200205 Graham Pietsch.jpg

Colorado Rocky Mountain School junior Graham Pietsch, who plays basketball for Roaring Fork, prepares to launch a 3-point shot at Rams practice this week.

Gross says, “Last year he could just hit the open 3, which he was really good at. This year everyone’s realized he’s our offensive guy, so he’s had to expand his game, and he’s been a good leader. We look to him in crunch time, putting the ball in his hands.”

Pietsch says he doesn’t feel pressured being the go-to for the Rams.

"With last year’s seniors gone, and me being the only starter left from that team, it’s my job to show the younger guys the ropes, and lead them. I know what I expect of myself, and they know what to expect out of me, so no, not too much.”

As the returning Ram leader, Pietsch has seen only a smooth transition from Coach Williams to Gross: “He knows all the guys, and we have a great relationship with him. We’re like a family out there.”

The junior is seeing a method to his prior coach’s scheduling “madness,” too.

“Taking on all those difficult teams in the beginning is starting to pay off. We’re finding our groove offensively and playing like a team defensively. That’s what we were looking for from those tough early games – to make us better.”

Senior Jaime Vega likes the way his final Ram year is heading toward the future.

“We went through three different starting lineups, but now we have it set. And that feels amazing, getting two wins in a row over Olathe and Aspen. The Skiers were 10-4 before us. That really got our confidence up, so this weekend against Basalt, it’s going to be a great rivalry game,” Vega says.
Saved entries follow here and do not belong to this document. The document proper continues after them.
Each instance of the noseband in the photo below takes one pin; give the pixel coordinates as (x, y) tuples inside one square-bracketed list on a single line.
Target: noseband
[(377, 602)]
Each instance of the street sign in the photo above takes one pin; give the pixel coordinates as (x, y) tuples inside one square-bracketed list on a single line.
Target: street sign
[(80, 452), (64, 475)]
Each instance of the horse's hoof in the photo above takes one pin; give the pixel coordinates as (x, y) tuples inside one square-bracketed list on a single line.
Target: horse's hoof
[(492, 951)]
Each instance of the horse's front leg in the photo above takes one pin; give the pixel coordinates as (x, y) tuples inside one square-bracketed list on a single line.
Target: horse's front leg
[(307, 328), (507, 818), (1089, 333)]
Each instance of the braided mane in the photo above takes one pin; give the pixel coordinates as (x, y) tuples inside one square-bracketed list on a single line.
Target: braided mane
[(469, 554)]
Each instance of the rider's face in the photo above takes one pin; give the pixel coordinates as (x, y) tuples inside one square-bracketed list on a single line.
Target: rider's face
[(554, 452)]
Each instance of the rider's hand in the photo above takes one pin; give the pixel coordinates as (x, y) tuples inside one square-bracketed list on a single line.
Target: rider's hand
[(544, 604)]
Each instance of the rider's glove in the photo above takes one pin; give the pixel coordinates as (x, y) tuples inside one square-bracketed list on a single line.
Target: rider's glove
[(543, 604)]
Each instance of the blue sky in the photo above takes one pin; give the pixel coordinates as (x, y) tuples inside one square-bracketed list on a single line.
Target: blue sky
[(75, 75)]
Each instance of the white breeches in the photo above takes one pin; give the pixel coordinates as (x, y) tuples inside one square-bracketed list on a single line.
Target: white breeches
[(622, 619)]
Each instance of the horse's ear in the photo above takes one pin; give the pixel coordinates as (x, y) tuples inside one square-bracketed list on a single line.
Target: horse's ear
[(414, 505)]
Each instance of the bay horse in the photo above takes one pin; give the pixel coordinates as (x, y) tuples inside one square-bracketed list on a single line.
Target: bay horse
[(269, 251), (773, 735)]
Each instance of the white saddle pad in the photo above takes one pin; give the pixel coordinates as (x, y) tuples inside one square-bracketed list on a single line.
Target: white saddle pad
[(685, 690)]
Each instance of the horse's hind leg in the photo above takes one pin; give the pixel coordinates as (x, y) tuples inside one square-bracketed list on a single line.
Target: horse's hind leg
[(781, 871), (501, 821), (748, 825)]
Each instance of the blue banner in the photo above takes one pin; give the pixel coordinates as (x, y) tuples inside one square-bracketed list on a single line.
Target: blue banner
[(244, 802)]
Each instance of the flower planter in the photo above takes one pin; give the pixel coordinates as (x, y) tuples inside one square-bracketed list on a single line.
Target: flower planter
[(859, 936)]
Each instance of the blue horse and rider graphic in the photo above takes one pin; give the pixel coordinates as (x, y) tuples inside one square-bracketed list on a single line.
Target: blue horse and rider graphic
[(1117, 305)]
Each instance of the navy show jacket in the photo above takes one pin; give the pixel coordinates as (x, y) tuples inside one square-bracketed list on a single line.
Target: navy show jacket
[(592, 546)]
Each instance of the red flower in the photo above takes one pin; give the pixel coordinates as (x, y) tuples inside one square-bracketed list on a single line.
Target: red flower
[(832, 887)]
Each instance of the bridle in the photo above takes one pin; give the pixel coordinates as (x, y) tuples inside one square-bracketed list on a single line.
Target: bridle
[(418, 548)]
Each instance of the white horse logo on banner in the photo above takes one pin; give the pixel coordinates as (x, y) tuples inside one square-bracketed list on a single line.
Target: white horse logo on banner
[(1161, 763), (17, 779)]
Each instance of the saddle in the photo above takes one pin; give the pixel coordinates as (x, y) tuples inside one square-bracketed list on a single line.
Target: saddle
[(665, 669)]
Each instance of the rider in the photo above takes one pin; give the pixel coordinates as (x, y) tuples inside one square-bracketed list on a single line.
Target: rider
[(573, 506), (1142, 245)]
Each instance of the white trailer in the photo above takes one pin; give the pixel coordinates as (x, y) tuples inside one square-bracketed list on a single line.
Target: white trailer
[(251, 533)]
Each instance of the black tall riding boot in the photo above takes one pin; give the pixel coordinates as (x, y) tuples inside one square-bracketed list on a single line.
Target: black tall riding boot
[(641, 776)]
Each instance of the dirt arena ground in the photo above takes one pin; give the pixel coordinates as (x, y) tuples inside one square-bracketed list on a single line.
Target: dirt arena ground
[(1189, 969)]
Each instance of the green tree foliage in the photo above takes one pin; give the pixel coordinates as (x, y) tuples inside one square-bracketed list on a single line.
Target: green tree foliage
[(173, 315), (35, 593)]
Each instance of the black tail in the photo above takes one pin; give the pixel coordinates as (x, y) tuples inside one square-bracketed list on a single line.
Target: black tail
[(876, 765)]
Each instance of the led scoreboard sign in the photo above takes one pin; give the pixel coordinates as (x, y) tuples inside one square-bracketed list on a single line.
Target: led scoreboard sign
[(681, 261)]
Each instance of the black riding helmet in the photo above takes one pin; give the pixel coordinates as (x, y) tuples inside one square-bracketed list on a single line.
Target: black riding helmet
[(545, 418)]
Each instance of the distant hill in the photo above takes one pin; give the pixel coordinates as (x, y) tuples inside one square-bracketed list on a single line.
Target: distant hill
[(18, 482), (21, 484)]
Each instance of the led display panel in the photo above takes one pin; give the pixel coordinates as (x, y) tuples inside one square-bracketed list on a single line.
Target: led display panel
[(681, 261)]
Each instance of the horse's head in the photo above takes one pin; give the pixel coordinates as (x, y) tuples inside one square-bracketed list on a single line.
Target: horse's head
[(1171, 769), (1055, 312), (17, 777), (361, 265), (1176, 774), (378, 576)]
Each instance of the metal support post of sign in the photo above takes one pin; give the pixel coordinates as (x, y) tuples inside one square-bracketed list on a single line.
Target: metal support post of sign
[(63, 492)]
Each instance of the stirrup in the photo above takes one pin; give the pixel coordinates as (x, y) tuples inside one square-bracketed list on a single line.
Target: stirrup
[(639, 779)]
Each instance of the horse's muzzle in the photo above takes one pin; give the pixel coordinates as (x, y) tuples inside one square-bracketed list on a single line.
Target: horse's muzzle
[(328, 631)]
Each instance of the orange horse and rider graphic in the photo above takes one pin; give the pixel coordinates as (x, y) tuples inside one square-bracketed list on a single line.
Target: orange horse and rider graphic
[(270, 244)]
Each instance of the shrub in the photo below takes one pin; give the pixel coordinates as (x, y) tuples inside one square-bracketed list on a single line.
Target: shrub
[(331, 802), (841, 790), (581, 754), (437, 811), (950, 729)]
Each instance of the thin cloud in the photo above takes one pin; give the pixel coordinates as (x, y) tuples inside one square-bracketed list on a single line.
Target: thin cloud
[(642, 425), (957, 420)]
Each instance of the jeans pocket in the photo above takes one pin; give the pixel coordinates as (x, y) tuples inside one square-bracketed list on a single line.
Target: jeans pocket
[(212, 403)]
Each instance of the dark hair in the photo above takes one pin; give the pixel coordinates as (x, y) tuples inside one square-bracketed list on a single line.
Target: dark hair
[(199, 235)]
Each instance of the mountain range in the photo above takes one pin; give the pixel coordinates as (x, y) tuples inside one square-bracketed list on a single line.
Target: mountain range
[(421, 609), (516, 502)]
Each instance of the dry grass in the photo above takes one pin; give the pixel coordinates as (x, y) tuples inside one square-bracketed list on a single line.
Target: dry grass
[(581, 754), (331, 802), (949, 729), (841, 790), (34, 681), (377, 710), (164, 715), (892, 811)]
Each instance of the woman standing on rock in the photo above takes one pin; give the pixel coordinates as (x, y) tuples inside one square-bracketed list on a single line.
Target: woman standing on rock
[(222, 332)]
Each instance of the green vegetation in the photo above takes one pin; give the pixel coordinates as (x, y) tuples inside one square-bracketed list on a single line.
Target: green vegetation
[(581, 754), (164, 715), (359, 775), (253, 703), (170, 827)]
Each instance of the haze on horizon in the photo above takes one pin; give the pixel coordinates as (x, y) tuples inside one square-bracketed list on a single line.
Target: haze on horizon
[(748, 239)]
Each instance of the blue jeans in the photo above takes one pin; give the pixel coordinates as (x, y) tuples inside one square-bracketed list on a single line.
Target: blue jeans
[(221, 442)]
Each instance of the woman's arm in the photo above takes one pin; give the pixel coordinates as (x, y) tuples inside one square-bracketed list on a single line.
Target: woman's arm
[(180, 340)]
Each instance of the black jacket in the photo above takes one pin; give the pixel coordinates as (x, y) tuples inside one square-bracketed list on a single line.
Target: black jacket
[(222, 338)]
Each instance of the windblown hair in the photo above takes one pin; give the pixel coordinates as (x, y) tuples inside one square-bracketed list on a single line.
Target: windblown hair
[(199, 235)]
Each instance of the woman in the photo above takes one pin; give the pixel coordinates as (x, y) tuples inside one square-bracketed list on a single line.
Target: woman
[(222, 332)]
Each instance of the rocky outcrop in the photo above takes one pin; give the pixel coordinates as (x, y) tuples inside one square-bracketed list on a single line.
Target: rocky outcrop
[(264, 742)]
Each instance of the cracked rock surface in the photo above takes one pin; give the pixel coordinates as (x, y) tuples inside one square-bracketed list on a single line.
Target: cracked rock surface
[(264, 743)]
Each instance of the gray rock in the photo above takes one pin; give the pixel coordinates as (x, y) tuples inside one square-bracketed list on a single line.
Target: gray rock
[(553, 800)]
Senior Frankie Harrington is another leading Ram, who, according to Coach Gross, “shoots the ball well, and really wants to win.”

Harrington says the transition was easy, since Gross had been his JV coach. “We were just coming up right along with him.”

With the wins over Olathe and Aspen in hand, he adds, “it really felt good to get those two wins. Our offense and defense have started to click, playing well at the same time. Guys are figuring out their roles now, and our confidence is going up. Basalt’s a tough team, they play really hard. But we need to keep the momentum going. That’ll come from doing the things we’ve been doing the past couple weeks.”

Starting the Rams’ final regular season stretch with the arch-rival Longhorns, Gross says, “We’re getting better, there’s no doubt in my mind. But I’ve seen ’em play twice, and I told the boys, it’s going to be a dogfight. It always is with Basalt.

“They scramble, they dive for loose balls, they will battle us, I guarantee it. But it’s nice this time of the season to be playing your best basketball, and I hope we continue to get better. Anything can happen for this group, as much as we’ve grown in the last few weeks,” Gross adds.

You can hear both of this weekend’s Roaring Fork-Basalt games Friday Feb. 7, starting at 5:15 p.m. on coloradosportsnetwork.com.